In 2018

What a week it’s been for religion in America! Religious leaders of all stripes – from the Catholic Bishops to Southern Baptists, from United Methodists to prominent evangelicals such as Franklin Graham – have publicly denounced the Trump administration policy to separate families at the border. The administration responded with its most blatant misuse of religion yet – claiming the Bible was on its side, prompting an unprecedented outcry from Americans of faith. On this week’s State of Belief, Interfaith Alliance’s radio show and podcast, we’ll get the latest on a national 40 days of action from the Poor People’s Campaign, keep tabs on what the Religious Right is up to following an annual conference led by Ralph Reed, and hear about interreligious solidarity activism – in Germany.

Nearly 40 days ago, hundreds of faith leaders across the country were arrested protesting the “evils of systemic racism, poverty, the war economy, ecological devastation and the nation’s distorted morality.” The Poor People’s Campaign, which harkens back to an effort envisioned by the Rev. Dr. Martin Luther King, Jr. comes to an end on Saturday, June 23 in a massive rally in Washington, D.C. The Rev. Dr. Liz Theoharis, the co-chair of the campaign, spoke with State of Belief host Rev. Welton Gaddy when the national moral revival launched. She’ll be back this week to discuss the final week of the action, what to expect from the rally and what comes next.

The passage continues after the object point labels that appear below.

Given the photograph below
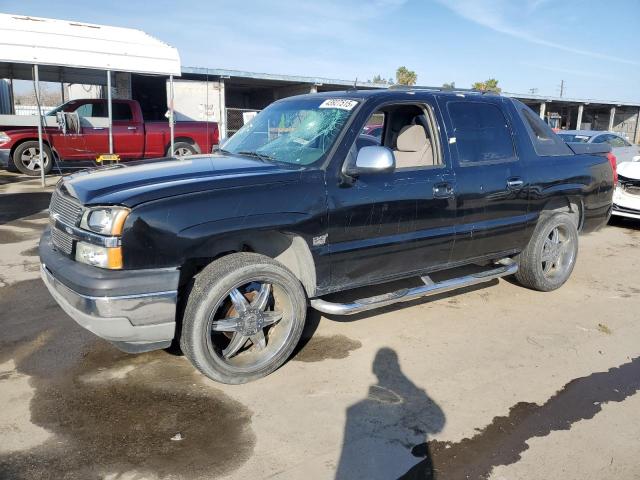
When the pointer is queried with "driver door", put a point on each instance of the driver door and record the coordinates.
(387, 225)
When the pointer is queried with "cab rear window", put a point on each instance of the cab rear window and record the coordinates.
(482, 132)
(545, 141)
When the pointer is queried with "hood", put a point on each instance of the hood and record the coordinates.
(134, 183)
(629, 169)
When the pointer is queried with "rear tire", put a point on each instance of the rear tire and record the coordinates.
(182, 149)
(26, 158)
(228, 332)
(548, 260)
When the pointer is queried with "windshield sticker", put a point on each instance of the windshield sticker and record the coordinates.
(340, 103)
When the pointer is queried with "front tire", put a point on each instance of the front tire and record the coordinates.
(26, 158)
(243, 318)
(548, 260)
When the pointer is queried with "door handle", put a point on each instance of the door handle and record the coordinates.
(442, 190)
(515, 183)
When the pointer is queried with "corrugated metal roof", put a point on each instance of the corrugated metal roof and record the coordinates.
(239, 74)
(46, 41)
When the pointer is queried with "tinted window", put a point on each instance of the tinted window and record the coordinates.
(545, 141)
(84, 110)
(574, 138)
(616, 141)
(91, 110)
(482, 132)
(122, 111)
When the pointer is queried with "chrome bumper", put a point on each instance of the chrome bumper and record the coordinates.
(134, 323)
(5, 154)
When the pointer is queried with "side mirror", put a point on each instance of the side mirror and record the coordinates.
(374, 159)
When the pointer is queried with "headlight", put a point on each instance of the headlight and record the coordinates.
(107, 220)
(98, 256)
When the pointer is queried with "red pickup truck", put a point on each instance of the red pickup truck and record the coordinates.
(133, 138)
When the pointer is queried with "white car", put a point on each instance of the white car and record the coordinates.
(621, 148)
(626, 198)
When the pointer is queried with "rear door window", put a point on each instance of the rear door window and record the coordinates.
(122, 112)
(482, 132)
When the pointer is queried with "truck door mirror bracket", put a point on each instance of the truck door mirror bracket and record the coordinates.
(374, 159)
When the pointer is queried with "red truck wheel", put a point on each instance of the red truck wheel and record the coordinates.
(182, 149)
(26, 158)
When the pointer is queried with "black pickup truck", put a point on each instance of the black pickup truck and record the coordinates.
(223, 253)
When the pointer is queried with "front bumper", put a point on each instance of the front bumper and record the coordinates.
(626, 204)
(136, 321)
(5, 154)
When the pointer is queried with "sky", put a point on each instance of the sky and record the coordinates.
(593, 46)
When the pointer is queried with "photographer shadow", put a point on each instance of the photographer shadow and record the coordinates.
(382, 430)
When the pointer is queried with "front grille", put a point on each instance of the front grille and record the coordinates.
(65, 209)
(62, 240)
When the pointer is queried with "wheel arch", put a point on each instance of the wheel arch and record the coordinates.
(289, 249)
(184, 139)
(572, 205)
(45, 141)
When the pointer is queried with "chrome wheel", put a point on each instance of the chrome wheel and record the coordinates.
(250, 325)
(182, 152)
(558, 252)
(30, 159)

Although the Poor People’s Campaign has a significant national presence, it is truly a decentralized campaign, with many people of conscience and faith-driven organizations taking part. Welton will also speak with Patrick Carolan, executive director of the Franciscan Action Network, about how the Poor People’s Campaign is functioning at a grassroots level and working to reach a large coalition of individuals around the country.

At their get-together last weekend, the ironically named Faith and Freedom Coalition pledged $20 million for political candidates who support the Religious Right and reaffirmed their commitment to challenge any progress being made to expand LGBTQ rights and women’s rights. Peter Montgomery, a senior fellow at People For the American Way, will join Welton to share his first person impressions of the coalition’s gathering and what the future looks like for the Religious Right.

Berlin is considered an edgy, cosmopolitan, diverse and forward-looking city. Culturally and socially, it’s an international German city which never forgets the brutal genocide of the Nazi era. That’s why a couple of recent anti-Semitic incidents there were particularly unexpected – and painful for Jews and non-Jews alike. Activist Terry Swartzberg will join Welton from Munich to discuss the German reaction to these appalling incidents and what it means to be Jewish in Europe in 2018. Terry will also share with our audience ways to stand in solidarity with Jews and all individuals around the world who are victims of bias and discrimination.